On top of that fundamental problem are the policy mistakes. Years of blocking of oil and gas pipelines and refining infrastructure as demand continued to grow has meant that there are numerous bottlenecks towards growing oil and gas production regardless of prices. Because governments the world over have signaled an intent to ban various fossil fuel industries and gas-powered cars, even if the those blocks were lifted, who is going to build a refinery or pipeline if its products will be illegal when it comes online in ten years?
Then there is the 100% wind and solar fantasy. Peak electric power consumption in most countries occurs after the sun has set in the winter. It is not unusual to have relatively windless multi-day periods over nation-sized landmasses multiple times a month. That means that ‘100% wind and solar’ requires battery backup that, in addition to handling multiple-day spans of humanity’s electricity demand, also needs to store energy all year for seasonal heating. To illustrate how wildly unrealistic that is, backing up just Germany’s current wind and solar generation will likely consume three times the global production of grid scale batteries forecast in 2030 and those batteries will need to be replaced every seven to ten years. Then there is the mind-boggling mineral intensity of wind, solar, and batteries. Where is the copper, lithium, rare-earth, cobalt, silicon, nickel, etc… going to come from when nearly every large mining project in the US has been blocked on environmental grounds in the past 18 months (here, here, here, here, here, here, etc…)?
Given all of that, and the increase in demand for electricity that electric cars and heating will create, one might think that nuclear would have been a high priority. Of course, the opposite has been true. The intentional regulatory sabotage of the zero-carbon nuclear industry by so-called environmentalist has meant that building a nuclear power plant in the West is a Kafkaesque nightmare and next-to-none have been built for 20 years. Those that have been built have been wildly over budget and behind schedule due to the regulatory sabotage and the absence of a skilled workforce that remembers how to build them.
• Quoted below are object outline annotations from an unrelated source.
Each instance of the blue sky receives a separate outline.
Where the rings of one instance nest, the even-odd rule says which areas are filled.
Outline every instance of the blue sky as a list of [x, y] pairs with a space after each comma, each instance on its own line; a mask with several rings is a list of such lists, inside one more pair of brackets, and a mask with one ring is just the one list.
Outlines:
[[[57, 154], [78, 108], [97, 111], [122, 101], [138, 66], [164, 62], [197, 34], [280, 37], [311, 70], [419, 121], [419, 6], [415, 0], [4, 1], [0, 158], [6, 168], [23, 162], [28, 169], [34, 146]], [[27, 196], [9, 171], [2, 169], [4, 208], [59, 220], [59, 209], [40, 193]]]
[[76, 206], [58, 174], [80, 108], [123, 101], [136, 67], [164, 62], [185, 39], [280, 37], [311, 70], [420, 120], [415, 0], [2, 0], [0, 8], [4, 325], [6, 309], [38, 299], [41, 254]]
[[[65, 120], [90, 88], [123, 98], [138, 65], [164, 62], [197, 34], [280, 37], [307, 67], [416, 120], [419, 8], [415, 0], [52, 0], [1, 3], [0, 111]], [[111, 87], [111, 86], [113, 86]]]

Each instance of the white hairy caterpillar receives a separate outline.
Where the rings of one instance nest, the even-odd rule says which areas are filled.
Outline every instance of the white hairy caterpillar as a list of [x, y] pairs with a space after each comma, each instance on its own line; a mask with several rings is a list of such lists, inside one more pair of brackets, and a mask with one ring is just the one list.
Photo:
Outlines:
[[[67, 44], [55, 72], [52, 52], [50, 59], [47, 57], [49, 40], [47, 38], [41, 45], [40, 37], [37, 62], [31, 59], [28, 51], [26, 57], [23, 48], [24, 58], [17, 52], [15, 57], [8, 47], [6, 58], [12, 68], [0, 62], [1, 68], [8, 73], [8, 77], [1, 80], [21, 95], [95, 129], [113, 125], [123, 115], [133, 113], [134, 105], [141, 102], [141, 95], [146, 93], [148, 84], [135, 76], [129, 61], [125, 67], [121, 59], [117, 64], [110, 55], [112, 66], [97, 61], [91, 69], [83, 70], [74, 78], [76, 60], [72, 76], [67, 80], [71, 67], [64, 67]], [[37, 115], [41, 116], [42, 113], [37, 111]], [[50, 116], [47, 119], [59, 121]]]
So here we are. It will take a decade and hundreds of billions of dollars to build enough nuclear plants to make a difference in the US. In the meantime, wind and solar, while capable of offsetting some fuel usage, are of marginal importance due to the decades that separate us from meaningful grid scale storage (if it ever happens).
Until someone finds the next great oil and gas play or extraction technology we’re likely stuck in a feedback loop between recessions and energy prices.